Tips for an Autism Friendly Christmas

In our house Christmas is a huge event and lasts throughout December. We have found ways to manage the festive season so we can all enjoy it and nobody misses out. This is an ongoing process and I am still finding ways to adapt things that have proved to be an issue in the past.

Familiar traditions are easier to manage than new ones as although not part of every day routine they have come to understand and expect them. We make sure in the build up we talk about our traditions and get them used to the idea of the changes approaching.

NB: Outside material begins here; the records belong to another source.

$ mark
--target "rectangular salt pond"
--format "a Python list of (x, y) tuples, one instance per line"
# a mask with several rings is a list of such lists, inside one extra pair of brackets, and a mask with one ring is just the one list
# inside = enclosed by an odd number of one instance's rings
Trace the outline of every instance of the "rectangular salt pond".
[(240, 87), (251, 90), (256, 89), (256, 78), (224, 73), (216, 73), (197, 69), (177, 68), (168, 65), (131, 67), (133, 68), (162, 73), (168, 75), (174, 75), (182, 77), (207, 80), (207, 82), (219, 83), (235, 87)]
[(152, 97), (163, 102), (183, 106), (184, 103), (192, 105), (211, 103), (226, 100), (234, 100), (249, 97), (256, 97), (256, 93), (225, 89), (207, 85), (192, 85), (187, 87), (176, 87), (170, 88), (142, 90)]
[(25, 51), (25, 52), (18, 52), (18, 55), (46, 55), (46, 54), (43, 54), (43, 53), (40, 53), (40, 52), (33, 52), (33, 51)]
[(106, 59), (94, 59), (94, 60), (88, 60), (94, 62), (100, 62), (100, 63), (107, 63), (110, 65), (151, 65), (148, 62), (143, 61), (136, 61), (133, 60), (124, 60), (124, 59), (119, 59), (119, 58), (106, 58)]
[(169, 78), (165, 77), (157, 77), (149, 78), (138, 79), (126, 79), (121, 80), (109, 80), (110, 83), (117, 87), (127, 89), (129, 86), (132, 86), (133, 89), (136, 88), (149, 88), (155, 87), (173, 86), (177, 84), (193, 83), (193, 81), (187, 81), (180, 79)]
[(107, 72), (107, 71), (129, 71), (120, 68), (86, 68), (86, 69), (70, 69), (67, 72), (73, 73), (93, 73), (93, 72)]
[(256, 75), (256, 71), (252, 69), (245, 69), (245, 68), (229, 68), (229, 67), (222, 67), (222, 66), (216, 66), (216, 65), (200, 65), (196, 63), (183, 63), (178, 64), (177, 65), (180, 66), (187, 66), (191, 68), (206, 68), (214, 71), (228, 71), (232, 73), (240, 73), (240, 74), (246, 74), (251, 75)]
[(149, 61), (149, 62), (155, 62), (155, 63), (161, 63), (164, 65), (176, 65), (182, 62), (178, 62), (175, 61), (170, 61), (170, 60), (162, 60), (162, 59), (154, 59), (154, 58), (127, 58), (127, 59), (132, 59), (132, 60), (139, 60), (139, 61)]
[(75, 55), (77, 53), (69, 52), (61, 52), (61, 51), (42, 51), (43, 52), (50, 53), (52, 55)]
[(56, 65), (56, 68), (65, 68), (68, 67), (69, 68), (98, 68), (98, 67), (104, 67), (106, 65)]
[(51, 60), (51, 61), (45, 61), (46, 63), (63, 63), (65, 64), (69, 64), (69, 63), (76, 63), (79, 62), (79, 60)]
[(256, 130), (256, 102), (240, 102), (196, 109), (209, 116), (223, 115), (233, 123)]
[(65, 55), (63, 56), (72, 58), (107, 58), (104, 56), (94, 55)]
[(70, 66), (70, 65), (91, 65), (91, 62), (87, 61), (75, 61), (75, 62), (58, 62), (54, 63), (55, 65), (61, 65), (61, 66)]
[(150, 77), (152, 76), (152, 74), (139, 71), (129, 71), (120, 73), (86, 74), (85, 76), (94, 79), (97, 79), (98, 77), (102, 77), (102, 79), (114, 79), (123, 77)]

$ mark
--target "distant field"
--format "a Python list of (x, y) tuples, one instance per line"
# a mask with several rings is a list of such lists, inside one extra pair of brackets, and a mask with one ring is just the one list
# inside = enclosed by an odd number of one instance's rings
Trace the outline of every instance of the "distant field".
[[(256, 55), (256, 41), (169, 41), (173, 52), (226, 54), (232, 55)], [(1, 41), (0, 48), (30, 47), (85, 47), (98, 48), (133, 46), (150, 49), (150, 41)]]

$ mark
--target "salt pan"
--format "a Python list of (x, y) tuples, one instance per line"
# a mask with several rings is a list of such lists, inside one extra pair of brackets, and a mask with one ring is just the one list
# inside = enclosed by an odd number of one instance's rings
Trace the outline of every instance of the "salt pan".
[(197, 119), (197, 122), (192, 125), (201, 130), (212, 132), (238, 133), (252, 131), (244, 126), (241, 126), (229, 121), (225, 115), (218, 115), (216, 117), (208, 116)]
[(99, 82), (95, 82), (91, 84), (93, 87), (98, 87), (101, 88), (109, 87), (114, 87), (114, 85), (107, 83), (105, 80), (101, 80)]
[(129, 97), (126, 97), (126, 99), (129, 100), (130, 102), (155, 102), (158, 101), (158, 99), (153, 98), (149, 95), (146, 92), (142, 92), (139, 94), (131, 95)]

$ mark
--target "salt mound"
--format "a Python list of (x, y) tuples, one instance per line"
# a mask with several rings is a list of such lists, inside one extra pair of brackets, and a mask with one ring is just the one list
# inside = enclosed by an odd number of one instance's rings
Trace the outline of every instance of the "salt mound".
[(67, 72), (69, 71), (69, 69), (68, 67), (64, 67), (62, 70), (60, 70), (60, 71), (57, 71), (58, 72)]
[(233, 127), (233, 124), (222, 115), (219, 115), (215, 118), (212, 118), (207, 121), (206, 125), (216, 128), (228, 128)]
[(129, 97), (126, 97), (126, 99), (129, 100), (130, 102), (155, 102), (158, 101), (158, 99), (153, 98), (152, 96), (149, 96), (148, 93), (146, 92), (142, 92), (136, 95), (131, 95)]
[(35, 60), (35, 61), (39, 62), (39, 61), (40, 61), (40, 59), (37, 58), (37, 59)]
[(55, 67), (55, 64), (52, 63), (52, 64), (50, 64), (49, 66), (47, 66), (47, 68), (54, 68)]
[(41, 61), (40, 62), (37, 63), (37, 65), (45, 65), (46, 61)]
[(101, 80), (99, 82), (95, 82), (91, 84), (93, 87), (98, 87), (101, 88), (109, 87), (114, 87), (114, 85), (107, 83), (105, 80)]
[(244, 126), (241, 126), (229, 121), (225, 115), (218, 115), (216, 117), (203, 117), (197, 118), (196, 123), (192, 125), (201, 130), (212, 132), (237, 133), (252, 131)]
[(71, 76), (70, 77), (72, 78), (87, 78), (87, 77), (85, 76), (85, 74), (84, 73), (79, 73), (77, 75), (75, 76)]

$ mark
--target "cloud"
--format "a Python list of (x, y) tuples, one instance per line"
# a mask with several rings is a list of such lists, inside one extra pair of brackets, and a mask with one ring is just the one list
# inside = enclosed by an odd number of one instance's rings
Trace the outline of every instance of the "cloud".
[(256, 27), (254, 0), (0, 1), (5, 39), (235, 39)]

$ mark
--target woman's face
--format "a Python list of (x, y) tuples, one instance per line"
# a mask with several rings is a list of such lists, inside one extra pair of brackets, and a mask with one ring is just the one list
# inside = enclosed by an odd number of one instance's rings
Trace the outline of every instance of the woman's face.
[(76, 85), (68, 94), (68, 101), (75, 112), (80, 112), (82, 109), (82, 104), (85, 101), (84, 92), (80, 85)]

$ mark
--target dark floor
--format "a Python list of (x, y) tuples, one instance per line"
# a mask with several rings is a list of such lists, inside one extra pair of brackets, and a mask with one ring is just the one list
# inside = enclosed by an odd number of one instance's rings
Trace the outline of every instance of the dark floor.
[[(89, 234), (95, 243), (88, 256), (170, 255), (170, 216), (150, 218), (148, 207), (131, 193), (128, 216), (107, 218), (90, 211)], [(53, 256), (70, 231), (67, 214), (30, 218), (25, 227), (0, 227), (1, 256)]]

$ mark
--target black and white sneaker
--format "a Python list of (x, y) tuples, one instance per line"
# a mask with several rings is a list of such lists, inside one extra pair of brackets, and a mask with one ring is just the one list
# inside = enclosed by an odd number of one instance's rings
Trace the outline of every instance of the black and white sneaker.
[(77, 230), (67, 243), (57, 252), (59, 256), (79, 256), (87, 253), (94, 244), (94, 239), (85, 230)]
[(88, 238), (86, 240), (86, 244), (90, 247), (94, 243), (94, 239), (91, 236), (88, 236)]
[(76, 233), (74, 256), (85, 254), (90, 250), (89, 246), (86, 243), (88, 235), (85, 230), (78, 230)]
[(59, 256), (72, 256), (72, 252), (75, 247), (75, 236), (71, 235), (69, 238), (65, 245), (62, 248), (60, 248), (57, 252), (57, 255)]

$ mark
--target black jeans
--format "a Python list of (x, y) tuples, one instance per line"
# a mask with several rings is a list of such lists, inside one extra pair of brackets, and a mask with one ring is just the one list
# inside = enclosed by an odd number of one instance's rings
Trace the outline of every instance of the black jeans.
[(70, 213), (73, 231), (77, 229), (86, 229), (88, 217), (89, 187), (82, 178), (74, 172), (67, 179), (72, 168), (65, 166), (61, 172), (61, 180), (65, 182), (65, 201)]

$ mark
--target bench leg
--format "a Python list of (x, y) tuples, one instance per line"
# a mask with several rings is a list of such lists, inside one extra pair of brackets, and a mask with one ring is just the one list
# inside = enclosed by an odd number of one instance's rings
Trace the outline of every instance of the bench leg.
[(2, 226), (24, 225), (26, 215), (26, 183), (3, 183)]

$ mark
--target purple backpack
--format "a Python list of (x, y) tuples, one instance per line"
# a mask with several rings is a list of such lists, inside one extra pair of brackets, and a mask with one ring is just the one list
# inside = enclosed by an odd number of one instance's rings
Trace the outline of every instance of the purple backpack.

We make sure we update our visual timetables so they have visual warnings of what we are doing so any changes don’t come as a surprise. Changes to school routines seem to have the biggest impact and are the hardest to manage, I make a list of all the things school have told us about and make sure the list is displayed and calendars filled in with dates for Christmas plays, visits, Christmas dinner at school etc. I just have to hope the school don’t throw in any last minute changes that we haven’t prepared for.

When planning Christmas days out to see Father Christmas or a Christmas market I research the venue in advance so I can plan the day out before we go. I print out as many photographs as I can so I can show them to the children to prepare them so they know what to expect. I also look at where the car park or exit is in case we have to leave quickly or take a break because it gets too much.

We have a lot of Christmas decorations, we put them up early and add to the gradually so it is not too overwhelming. We start with the old familiar decoraions in the main living room and lights on the front of the house. We add to the other rooms on different days before introducing any new decorations.

I used to find any Christmas activities at home would be overwhelming even if they wanted to take part in them. We have had to adapt traditions over the years and break things down into little steps. Sometimes things that they would usually cope with become more difficult due to the amount of pressure the change of routine brings. Baking for some reason was always a huge trigger. We don’t try and bake with all three children at once we let each take a turn on their own and each child adds one part of the ingredients. We make sure there is a big gap between baking and any icing and decorating. This way they can take part in the activities as they are in small enough doses.

We take a similar approach on Christmas eve, we used to cram all the little traditions into the hour before bed and it was all too much. We now spread all the little traditions out over the day so the reindeer food and Santa signs go out in the morning, the stockings get hung before we eat dinner so the final step of leaving the mince pie out is the only thing left to do immediately before bed.

Sensory toys are a vital tool in our house all year round. I ensure there are always plenty on hand over the festive period and we include plenty of time for sensory time to calm everyone from the busy festive activities. Faye in particular loves themes and things matching themes so I buy lots of Christmas themed sensory toys for her. Luckily the last few years it has been easier to find some lovely items from Christmas chew necklaces, Christmas squishies and rubber tactile toys to the gorgeous Squishmallow pillows. Fake snow makes a lovely sensory activity either the ready made powder kind or making your own with bicarbonate of soda and shaving foam.

We will continue to adjust things as we go along as we don’t always get it right. My task this year is to adapt the party games at our North Pole tea party as they are always a flash point.